In 1896 the Artillery Lane building was leased to a Jewish congregation, (fn. 144) and opened shortly afterwards as a synagogue. (fn. 142) It remained a synagogue until 1948, when the freehold was sold, (fn. 144) and the structure converted into a ware house.
The site of the building is irregular, roughly a truncated triangle, so that the front wall (north east) lies obliquely to the back wall (west) which is, more or less, at right angles to the side walls, the north being only half as long as the south (Plate 42d, fig. 5). Constructional evidence suggests that the two storeys of rooms on the south side were formed within the original meeting-room, reduc ing its width and probably eliminating one side of the gallery, of which the north-east and north sides survived until 1950. This gallery of four steppings was supported by widely spaced Doric columns of wood, and approached by staircases in the north east and south-east angles. The preacher's desk was placed against the windowless west wall. The ceiling is the only surviving feature of interest, its flat expanse broken in the centre by a large saucer dome rising to an octagonal lantern.
The front, of brick with a later face of stucco, was a single composition of seven bays, two storeys high, its architectural character suggesting a mid eighteenth-century date.

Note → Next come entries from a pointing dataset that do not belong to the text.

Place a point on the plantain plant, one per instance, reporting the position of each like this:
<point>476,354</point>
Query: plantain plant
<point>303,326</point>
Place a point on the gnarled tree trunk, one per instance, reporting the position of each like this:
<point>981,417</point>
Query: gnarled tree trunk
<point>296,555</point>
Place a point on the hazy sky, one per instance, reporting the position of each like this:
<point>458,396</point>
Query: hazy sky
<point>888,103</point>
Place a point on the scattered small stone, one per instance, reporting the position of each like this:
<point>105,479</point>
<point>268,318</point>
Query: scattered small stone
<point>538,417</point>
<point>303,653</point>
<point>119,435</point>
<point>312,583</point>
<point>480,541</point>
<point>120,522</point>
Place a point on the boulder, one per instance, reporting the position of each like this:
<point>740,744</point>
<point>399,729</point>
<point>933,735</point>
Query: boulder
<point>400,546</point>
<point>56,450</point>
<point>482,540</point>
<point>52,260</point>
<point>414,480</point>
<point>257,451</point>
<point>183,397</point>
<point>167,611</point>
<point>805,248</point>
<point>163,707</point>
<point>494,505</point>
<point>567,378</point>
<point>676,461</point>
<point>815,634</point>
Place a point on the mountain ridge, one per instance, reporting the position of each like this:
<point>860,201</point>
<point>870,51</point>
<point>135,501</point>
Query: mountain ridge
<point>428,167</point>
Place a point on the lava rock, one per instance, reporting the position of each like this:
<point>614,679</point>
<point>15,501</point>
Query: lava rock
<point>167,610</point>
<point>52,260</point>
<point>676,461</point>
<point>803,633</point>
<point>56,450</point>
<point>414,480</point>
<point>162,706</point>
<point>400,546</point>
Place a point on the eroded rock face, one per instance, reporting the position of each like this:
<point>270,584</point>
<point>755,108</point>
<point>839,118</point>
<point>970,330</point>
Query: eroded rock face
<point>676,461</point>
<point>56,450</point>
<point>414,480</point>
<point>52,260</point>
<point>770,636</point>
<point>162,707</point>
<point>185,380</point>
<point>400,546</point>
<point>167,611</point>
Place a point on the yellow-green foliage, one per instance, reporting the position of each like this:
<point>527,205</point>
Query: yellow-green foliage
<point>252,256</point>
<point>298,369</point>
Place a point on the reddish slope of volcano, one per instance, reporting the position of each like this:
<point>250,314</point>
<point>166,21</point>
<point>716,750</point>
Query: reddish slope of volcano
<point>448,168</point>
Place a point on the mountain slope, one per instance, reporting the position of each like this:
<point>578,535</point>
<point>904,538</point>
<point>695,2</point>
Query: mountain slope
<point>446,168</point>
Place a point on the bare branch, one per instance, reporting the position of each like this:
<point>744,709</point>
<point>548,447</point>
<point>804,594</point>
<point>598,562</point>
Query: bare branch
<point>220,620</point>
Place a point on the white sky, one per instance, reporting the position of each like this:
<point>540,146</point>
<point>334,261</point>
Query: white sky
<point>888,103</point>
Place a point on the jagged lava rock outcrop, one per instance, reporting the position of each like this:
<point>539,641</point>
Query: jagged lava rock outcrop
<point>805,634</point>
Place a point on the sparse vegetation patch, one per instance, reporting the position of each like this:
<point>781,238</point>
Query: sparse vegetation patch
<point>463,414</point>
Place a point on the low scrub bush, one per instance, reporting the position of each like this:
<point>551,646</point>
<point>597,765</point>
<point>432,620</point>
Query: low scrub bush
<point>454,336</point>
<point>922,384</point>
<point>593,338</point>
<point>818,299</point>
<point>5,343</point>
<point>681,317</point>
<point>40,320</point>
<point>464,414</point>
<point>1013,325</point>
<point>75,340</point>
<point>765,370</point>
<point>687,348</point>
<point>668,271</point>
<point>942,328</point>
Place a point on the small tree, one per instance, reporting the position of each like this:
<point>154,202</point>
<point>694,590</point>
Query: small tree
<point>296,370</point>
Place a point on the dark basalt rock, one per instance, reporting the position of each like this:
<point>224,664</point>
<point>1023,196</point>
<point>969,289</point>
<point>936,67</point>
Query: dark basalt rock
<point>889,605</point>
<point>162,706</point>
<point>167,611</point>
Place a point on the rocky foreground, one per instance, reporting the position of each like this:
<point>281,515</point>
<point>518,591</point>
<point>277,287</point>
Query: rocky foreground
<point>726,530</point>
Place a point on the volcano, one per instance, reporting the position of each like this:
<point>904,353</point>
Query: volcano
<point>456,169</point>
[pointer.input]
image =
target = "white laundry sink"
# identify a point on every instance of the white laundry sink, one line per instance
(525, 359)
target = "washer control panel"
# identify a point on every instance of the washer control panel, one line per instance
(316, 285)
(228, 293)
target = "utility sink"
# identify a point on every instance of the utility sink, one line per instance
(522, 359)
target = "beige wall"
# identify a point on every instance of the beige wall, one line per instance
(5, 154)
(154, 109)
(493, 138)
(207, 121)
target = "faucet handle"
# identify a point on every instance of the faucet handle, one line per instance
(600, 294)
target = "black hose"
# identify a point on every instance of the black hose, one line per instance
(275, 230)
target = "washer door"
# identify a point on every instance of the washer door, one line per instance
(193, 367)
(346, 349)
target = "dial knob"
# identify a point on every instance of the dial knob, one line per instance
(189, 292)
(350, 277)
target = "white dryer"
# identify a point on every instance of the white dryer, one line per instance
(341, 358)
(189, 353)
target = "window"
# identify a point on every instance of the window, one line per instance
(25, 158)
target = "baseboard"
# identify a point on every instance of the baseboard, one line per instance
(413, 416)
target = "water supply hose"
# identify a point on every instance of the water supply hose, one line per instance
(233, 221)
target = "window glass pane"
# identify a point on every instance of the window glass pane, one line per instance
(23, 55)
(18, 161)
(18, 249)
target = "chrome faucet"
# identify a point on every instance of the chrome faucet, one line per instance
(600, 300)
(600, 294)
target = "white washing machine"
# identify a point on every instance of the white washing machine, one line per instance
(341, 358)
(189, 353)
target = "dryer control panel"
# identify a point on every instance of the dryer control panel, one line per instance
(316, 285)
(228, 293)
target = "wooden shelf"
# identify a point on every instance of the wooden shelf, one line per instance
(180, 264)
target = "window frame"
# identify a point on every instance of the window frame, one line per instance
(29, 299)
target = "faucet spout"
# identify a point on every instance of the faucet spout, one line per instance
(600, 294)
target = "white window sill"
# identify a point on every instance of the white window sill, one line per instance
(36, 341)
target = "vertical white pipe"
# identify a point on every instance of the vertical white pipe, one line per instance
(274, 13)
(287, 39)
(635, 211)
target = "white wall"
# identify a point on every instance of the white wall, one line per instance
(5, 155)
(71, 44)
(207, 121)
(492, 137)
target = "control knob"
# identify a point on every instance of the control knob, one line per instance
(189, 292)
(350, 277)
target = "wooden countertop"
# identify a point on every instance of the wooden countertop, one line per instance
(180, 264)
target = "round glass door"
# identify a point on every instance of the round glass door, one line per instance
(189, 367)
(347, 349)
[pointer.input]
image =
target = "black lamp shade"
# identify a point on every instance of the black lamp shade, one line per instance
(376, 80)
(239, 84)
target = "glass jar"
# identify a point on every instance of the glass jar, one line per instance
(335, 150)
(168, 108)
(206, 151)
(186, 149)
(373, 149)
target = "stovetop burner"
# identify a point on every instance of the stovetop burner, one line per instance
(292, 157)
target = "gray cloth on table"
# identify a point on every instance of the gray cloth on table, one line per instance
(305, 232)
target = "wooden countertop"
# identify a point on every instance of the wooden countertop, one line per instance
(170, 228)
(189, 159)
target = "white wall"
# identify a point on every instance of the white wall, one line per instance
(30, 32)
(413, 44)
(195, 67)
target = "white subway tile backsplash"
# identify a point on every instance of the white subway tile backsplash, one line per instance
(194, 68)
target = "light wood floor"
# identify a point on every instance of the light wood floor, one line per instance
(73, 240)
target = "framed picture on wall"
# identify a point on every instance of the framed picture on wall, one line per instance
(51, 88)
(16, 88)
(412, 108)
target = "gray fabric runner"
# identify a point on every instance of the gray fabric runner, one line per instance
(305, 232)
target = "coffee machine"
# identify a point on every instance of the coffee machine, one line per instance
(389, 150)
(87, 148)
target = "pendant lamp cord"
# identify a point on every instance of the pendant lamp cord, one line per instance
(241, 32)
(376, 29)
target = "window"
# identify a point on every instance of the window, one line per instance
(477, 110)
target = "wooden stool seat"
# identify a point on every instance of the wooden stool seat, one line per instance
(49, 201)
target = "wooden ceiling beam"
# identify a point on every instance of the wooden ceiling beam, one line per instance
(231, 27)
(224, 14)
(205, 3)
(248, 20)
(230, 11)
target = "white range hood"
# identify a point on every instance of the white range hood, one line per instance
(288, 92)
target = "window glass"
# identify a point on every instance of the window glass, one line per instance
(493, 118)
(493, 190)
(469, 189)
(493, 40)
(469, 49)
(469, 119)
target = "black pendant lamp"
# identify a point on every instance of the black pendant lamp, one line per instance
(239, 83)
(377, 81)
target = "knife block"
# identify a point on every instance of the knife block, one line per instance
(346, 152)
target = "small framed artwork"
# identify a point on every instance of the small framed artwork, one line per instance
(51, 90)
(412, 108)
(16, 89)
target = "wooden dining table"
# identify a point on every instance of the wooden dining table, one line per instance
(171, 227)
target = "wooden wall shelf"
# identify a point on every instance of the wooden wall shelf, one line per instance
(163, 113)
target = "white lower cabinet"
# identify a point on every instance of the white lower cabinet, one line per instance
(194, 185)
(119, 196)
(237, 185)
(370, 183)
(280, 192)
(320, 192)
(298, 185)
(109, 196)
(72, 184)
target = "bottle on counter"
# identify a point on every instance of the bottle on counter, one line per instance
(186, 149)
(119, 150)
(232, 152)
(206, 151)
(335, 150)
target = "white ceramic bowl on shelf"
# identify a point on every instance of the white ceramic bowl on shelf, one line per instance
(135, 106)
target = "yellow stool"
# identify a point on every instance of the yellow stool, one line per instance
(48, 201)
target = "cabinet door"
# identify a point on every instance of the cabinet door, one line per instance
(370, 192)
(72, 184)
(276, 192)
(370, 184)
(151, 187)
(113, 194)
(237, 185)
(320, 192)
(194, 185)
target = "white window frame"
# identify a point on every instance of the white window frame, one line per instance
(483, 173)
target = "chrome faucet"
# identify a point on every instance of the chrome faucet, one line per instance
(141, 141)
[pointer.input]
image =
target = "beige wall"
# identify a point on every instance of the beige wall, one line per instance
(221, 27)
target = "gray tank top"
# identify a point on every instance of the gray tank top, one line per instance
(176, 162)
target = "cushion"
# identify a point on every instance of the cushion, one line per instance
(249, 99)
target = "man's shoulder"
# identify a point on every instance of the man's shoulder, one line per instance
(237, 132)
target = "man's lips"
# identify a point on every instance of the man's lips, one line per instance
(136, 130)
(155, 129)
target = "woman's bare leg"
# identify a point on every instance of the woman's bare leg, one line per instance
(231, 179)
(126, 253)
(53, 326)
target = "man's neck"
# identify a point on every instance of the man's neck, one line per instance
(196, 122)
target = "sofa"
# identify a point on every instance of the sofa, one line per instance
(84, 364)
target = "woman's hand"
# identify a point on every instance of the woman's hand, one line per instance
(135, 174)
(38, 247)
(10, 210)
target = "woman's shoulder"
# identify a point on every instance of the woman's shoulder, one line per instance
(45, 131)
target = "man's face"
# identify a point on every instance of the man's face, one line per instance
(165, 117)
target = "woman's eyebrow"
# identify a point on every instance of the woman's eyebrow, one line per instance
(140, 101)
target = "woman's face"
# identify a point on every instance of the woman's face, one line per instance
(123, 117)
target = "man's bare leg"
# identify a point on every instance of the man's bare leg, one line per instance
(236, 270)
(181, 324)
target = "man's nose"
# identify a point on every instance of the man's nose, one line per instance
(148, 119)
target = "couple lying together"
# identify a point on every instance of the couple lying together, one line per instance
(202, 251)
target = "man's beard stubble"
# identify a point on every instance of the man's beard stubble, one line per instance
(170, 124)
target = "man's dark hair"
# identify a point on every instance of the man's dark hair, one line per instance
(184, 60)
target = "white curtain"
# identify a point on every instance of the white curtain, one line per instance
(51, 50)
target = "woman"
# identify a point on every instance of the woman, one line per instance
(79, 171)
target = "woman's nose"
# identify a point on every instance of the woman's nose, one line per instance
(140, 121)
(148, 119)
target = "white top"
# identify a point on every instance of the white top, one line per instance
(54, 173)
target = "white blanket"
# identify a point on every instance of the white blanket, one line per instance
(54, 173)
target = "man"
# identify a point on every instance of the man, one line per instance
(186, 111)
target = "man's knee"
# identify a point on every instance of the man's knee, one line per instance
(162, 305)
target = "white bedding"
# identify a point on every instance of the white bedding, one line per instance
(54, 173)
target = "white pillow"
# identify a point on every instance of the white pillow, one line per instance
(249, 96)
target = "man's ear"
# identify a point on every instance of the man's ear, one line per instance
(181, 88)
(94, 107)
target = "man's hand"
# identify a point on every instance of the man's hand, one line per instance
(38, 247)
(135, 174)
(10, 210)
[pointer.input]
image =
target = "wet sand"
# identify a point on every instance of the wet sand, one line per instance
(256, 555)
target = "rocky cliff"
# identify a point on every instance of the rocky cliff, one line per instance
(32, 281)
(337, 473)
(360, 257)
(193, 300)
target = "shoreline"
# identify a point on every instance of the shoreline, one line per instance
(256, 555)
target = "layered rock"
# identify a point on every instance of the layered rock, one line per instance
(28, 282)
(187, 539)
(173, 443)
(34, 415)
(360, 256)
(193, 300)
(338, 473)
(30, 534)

From the left, the first, fourth and sixth bays contained doorways, each having a triangular-pedimented doorcase of wood.
In each of the other bays was a segmental-headed window of squat proportion. Above was a range of seven arch-headed windows, those in the fourth and sixth bays being blind recesses. In 1950 this front was demolished and replaced by one of nondescript character.